Thomas Edison

Thomas Edison
Thomas Edison

The Wizard of Menlo Park, as journalists called him in reference to his New Jersey research laboratory, Thomas Edison was the quintessential American innovator. While many inventors are a century later remembered for one principal invention (Bell's telephone, Whitney's cotton gin), Edison is responsible for or associated with the phonograph, lightbulb, the microphone used in telephones until the end of the 20th century, and direct current—along with more than 1,000 patents for lesserknown creations. Only the more fanciful Nikola Tesla, his rival in the "war of the currents," approached the breadth and variety of his work.

The seventh son of an Ohio family, Edison had less than a year of formal schooling and was largely educated by his mother, a retired schoolteacher. For the rest of his life, he praised her for encouraging him to read as a child and to experiment on what intrigued him.

For some years he worked as a telegraph operator but at the age of 30 became famous for his invention of the phonograph, a device that recorded sound on tinfoil, later wax cylinders, then vinyl; though the sound quality was poor, the mere fact of its existence in 1877 was held as a marvel and captured the public attention, helping to create the fascination the public would have with inventors and cutting-edge technology.


More inventions followed, as well as refinements of earlier work; his incandescent lightbulb was not the first of its kind but was the first to be a success, efficient and bright enough to be used on a wide scale. His Edison Electric Light Company provided not only electric lamps but the power needed to use them.

Though Nikola Tesla had also developed a lightbulb, it was the "war of the currents" that made rivals of Edison and Tesla. While Edison had developed direct current (DC) for power distribution, Tesla developed alternating current (AC), which could be carried by cheaper wires at higher voltages.

Edison's famous tactic was to promote AC power for the use of the electric chair in order to demonstrate the dangers of the method; his employees publicly electrocuted animals as a scare tactic. The effort was in vain.

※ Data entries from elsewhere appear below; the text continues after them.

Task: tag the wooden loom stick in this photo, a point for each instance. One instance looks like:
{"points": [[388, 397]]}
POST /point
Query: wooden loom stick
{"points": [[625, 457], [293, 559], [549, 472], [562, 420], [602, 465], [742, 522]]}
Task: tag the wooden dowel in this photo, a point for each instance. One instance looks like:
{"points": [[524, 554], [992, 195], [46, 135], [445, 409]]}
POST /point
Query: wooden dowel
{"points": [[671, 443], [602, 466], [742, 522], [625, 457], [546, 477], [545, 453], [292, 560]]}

AC slowly replaced DC as the power distribution method of choice and remains so today.

By the time of Edison's death in 1931, his inventions had helped lead to a world lit by incandescent lights and powered by electricity; entertained by radio plays, records, and motion pictures; connected by telephone and telegraph; and home to such works as James Joyce's Finnegan's Wake and Marcel Duchamp's "Nude Descending a Staircase," both of them inspired by and possible only in the Edisonian world.